Similarly successful were arrangements of Joplin rags (irresistibly happy-go-lucky), the well-known Andantino from Schubert's Rosamunde and The Beatles' sentimental Here, There and Everywhere. What a pity none of the arrangers were listed in the printed programme.
The only original cello music was a selection from Bach's Suite No.1 in G, performed by Peregrine. He leaned towards a wholly stylised rather than dancing approach, even in the quick Courante and Menuet, which he played with thoughtful deliberation. The approach worked best in his reflective account of the slow Sarabande.
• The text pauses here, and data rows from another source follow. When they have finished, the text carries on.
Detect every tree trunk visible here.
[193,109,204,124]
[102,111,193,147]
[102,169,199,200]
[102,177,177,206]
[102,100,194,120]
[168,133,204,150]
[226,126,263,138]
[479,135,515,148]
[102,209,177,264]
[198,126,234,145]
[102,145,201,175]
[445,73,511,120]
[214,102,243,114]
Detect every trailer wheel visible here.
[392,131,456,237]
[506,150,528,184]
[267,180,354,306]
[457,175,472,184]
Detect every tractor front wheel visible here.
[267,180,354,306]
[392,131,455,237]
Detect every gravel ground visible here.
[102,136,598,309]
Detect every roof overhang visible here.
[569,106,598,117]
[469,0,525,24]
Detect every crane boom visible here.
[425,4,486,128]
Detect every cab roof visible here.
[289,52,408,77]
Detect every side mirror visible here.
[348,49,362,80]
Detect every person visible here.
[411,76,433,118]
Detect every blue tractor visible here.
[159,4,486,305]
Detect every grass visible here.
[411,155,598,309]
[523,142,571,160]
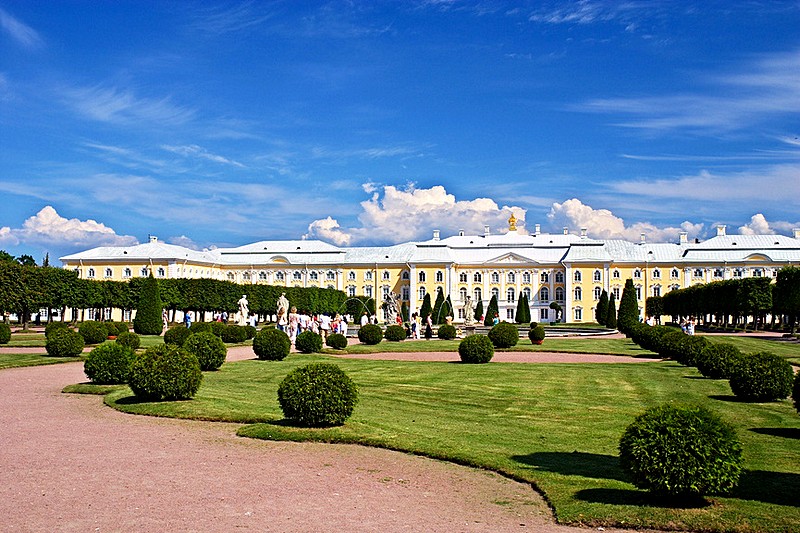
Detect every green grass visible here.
[101,354,800,532]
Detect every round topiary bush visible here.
[78,320,108,344]
[383,324,408,342]
[437,324,457,341]
[730,352,794,402]
[358,324,383,345]
[695,343,744,379]
[489,322,519,348]
[115,331,142,350]
[183,331,228,370]
[253,328,292,361]
[458,335,494,363]
[83,342,136,385]
[325,333,347,350]
[619,404,743,498]
[44,322,70,338]
[294,330,322,353]
[278,363,358,427]
[128,344,203,401]
[164,324,192,346]
[528,325,546,344]
[222,324,248,344]
[44,328,86,357]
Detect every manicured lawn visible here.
[106,354,800,532]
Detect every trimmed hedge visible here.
[253,328,292,361]
[619,404,743,498]
[458,335,494,363]
[278,363,358,427]
[489,322,519,348]
[730,352,794,402]
[78,320,108,344]
[128,344,203,401]
[325,333,347,350]
[164,324,192,346]
[383,324,408,342]
[44,328,86,357]
[183,328,228,370]
[83,342,136,385]
[294,330,322,353]
[358,324,383,345]
[437,324,457,341]
[115,331,142,350]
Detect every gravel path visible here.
[0,348,664,533]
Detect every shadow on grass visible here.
[511,451,628,481]
[749,428,800,440]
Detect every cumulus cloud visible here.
[305,184,526,245]
[547,198,703,242]
[0,205,138,247]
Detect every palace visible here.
[61,215,800,322]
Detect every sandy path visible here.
[0,350,664,532]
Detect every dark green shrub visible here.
[695,343,744,379]
[619,404,743,498]
[489,322,519,348]
[278,363,358,427]
[253,328,292,361]
[730,352,794,402]
[115,331,142,350]
[458,335,494,363]
[78,320,108,344]
[44,322,70,338]
[358,324,383,345]
[183,328,228,370]
[44,329,86,357]
[83,342,136,384]
[383,324,407,342]
[438,324,456,341]
[164,324,192,346]
[133,273,164,335]
[294,331,322,353]
[528,325,546,344]
[325,333,347,350]
[128,344,203,401]
[222,324,248,344]
[189,322,211,333]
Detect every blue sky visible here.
[0,0,800,259]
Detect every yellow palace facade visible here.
[61,216,800,323]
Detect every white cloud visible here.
[0,205,138,247]
[547,198,703,242]
[306,184,526,244]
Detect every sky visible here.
[0,0,800,261]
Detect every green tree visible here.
[133,272,164,335]
[594,289,608,326]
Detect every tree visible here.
[617,278,639,335]
[133,272,164,335]
[483,294,500,326]
[605,292,617,329]
[594,289,608,326]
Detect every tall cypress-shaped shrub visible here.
[605,292,617,329]
[483,295,500,326]
[594,289,608,326]
[133,272,164,335]
[617,278,639,336]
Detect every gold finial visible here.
[508,211,517,231]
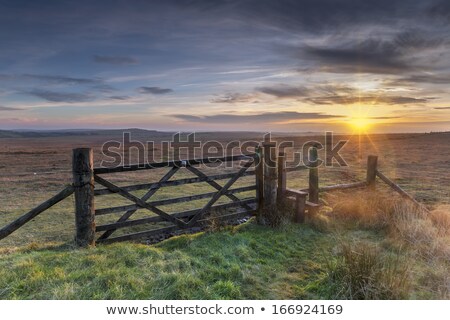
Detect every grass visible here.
[0,131,450,299]
[0,193,450,299]
[0,223,333,299]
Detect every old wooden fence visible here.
[0,142,426,246]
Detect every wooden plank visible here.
[306,201,320,209]
[187,167,255,210]
[99,167,180,239]
[0,186,74,240]
[94,153,255,174]
[319,181,367,192]
[98,211,253,244]
[286,166,309,172]
[94,175,186,228]
[94,170,255,196]
[285,188,308,198]
[188,160,255,227]
[376,170,428,211]
[97,198,256,232]
[95,185,256,216]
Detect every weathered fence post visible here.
[308,147,319,214]
[258,142,278,226]
[263,142,277,209]
[255,145,264,214]
[366,156,378,188]
[277,151,286,203]
[72,148,95,247]
[294,192,306,223]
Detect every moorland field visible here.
[0,130,450,299]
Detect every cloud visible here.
[109,96,131,101]
[384,74,450,86]
[0,74,103,85]
[220,84,434,105]
[305,95,431,105]
[0,106,22,111]
[138,87,173,94]
[428,0,450,21]
[256,85,309,98]
[293,40,411,74]
[94,55,139,65]
[172,111,342,123]
[24,89,93,103]
[210,92,257,103]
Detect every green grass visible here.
[0,223,334,299]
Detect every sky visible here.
[0,0,450,132]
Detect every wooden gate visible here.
[86,153,262,243]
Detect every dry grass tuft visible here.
[329,243,409,300]
[320,190,450,298]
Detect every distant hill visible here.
[0,128,163,139]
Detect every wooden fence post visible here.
[308,147,319,213]
[72,148,95,247]
[263,142,277,211]
[277,151,286,203]
[255,145,264,214]
[366,156,378,188]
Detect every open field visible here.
[0,130,450,247]
[0,132,450,299]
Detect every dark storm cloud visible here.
[176,0,418,33]
[138,87,173,94]
[172,111,342,123]
[0,106,22,111]
[24,89,93,103]
[286,29,447,74]
[429,0,450,22]
[94,55,139,65]
[216,84,435,105]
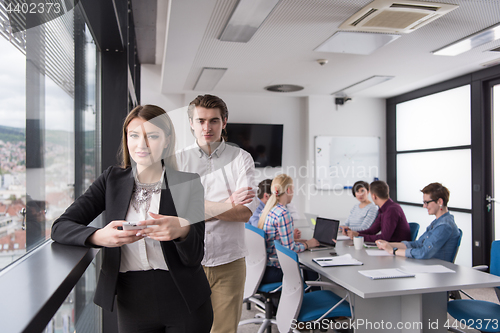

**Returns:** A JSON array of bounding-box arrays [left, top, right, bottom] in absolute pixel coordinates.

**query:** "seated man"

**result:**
[[343, 180, 411, 242], [376, 183, 460, 262], [248, 179, 272, 228]]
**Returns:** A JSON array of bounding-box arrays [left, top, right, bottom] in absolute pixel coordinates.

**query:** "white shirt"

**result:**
[[120, 177, 168, 273], [177, 141, 259, 267]]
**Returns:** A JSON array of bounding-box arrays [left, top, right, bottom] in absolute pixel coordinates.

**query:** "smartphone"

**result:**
[[123, 222, 147, 230]]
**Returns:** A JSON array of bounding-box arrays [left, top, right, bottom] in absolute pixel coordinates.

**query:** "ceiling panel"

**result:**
[[146, 0, 500, 98]]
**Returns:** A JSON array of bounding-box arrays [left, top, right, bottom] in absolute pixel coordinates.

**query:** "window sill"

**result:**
[[0, 240, 99, 332]]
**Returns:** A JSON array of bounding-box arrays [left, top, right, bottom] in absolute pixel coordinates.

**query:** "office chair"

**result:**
[[448, 241, 500, 333], [453, 228, 464, 263], [274, 241, 353, 333], [238, 223, 281, 333], [448, 228, 464, 299], [408, 222, 420, 242]]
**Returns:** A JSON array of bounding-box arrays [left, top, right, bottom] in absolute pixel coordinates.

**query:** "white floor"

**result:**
[[238, 288, 499, 333]]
Arun Rao's unlikely but faithful four-cello arrangement of Queen's Bohemian Rhapsody might have had Freddie Mercury doing the fandango in his grave, but it provided an aptly quirky close to the concert.
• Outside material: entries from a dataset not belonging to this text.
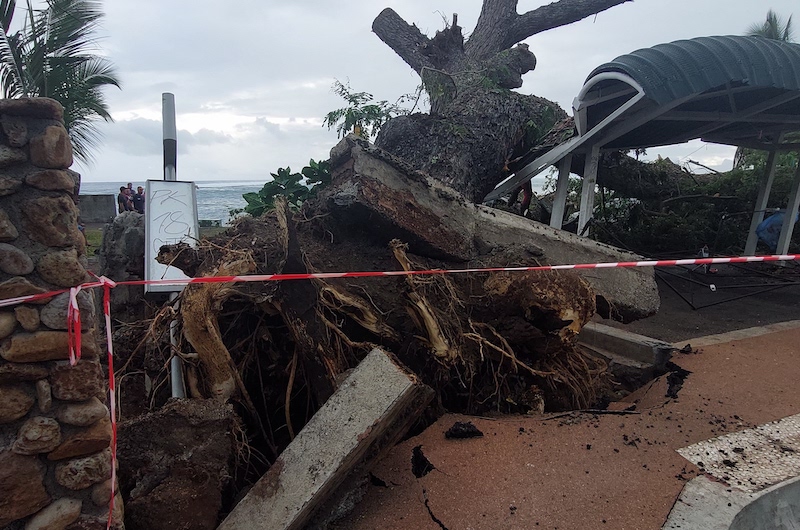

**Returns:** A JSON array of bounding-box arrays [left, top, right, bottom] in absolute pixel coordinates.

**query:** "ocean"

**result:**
[[81, 175, 546, 224], [81, 180, 264, 224]]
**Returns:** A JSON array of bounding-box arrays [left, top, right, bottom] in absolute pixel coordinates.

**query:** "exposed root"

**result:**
[[390, 239, 461, 365], [181, 253, 256, 400], [464, 320, 557, 377]]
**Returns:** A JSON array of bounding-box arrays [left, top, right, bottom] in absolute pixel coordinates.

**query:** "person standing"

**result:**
[[117, 186, 133, 213], [133, 186, 144, 214]]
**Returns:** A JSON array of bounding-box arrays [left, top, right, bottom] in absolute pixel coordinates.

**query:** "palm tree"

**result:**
[[747, 9, 793, 42], [0, 0, 120, 162], [733, 9, 794, 169]]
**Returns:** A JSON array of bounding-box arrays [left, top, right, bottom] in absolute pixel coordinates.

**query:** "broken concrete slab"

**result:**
[[578, 322, 675, 371], [218, 348, 433, 530], [320, 136, 660, 321]]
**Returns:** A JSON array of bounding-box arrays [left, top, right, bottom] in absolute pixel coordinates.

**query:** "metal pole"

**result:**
[[777, 155, 800, 254], [744, 149, 778, 256], [161, 92, 178, 180], [578, 144, 600, 235], [550, 155, 572, 229], [161, 92, 186, 398], [169, 293, 186, 398]]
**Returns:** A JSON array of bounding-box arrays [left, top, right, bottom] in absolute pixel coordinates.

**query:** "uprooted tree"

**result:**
[[372, 0, 708, 202], [115, 0, 676, 520]]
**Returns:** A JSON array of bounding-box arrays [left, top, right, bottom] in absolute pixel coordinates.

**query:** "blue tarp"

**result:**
[[756, 212, 800, 252]]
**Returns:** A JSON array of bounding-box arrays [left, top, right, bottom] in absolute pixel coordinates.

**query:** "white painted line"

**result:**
[[678, 414, 800, 493]]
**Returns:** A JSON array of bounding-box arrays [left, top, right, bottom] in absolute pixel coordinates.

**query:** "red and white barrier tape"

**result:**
[[0, 254, 800, 529]]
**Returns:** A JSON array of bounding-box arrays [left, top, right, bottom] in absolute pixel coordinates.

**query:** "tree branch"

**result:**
[[510, 0, 633, 49], [372, 7, 436, 73], [466, 0, 522, 60]]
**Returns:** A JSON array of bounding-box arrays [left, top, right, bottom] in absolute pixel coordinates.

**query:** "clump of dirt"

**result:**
[[444, 421, 483, 440], [130, 195, 610, 505], [117, 400, 238, 530]]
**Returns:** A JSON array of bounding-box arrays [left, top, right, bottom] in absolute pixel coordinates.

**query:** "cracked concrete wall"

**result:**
[[0, 98, 123, 530]]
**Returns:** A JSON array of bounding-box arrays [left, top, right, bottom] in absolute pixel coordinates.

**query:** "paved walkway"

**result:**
[[337, 326, 800, 530]]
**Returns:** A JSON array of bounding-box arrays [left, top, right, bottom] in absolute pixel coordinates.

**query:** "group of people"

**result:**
[[117, 182, 144, 213]]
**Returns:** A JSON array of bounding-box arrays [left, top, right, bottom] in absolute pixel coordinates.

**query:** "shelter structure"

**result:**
[[485, 36, 800, 255]]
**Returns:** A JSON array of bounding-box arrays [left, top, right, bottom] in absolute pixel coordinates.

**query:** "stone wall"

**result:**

James Gilchrist - Julius Drake
Waterfront Hall Studio, Belfast
Dermot Gault
Beethoven - An die ferne Geliebte. Schumann - Dichterliebe
Although the Waterfront Hall Studio - previously known as the BT Studio and the NTL Studio - has been in existence for seven years now, this is the first straight lieder recital (in the sense of a recital for voice and piano only) I can recall attending here.
It turns out to be an ideal venue for lieder, the acoustics allowing the quietest, most intimate tones to carry. Having exemplary performers helps, of course.
James Gilchrist, replacing Sarah Fox at short notice, has a rich, interesting voice. It is capable of considerable range, from the ringing fortes of Aus alten Märchen to the pallid half-tones for Ich hab' im Traum geweinet.
Julius Drake's fastidious piano playing is of course familiar to Belfast audiences. To an even greater extent than the Beethoven, the Schumann is as much a work for piano as for voice.
The piano gets to end the work on its own, with its enigmatic reprise of the postlude to Mein Wagen rollet langsam, and it was played here with delicacy.
There were times when one would have liked just a little more lightness and even relaxation - in the dancing rhythms of Das ist ein Flöten und Geigen, for instance. Dichterliebe is a young man's work with a youthful volatility of mood.
Schumann's settings catch the ironic and enigmatic undertones of Heine's verse to a greater extent than I think is sometimes realised, but few performances seem able to allow this balancing self-awareness to emerge.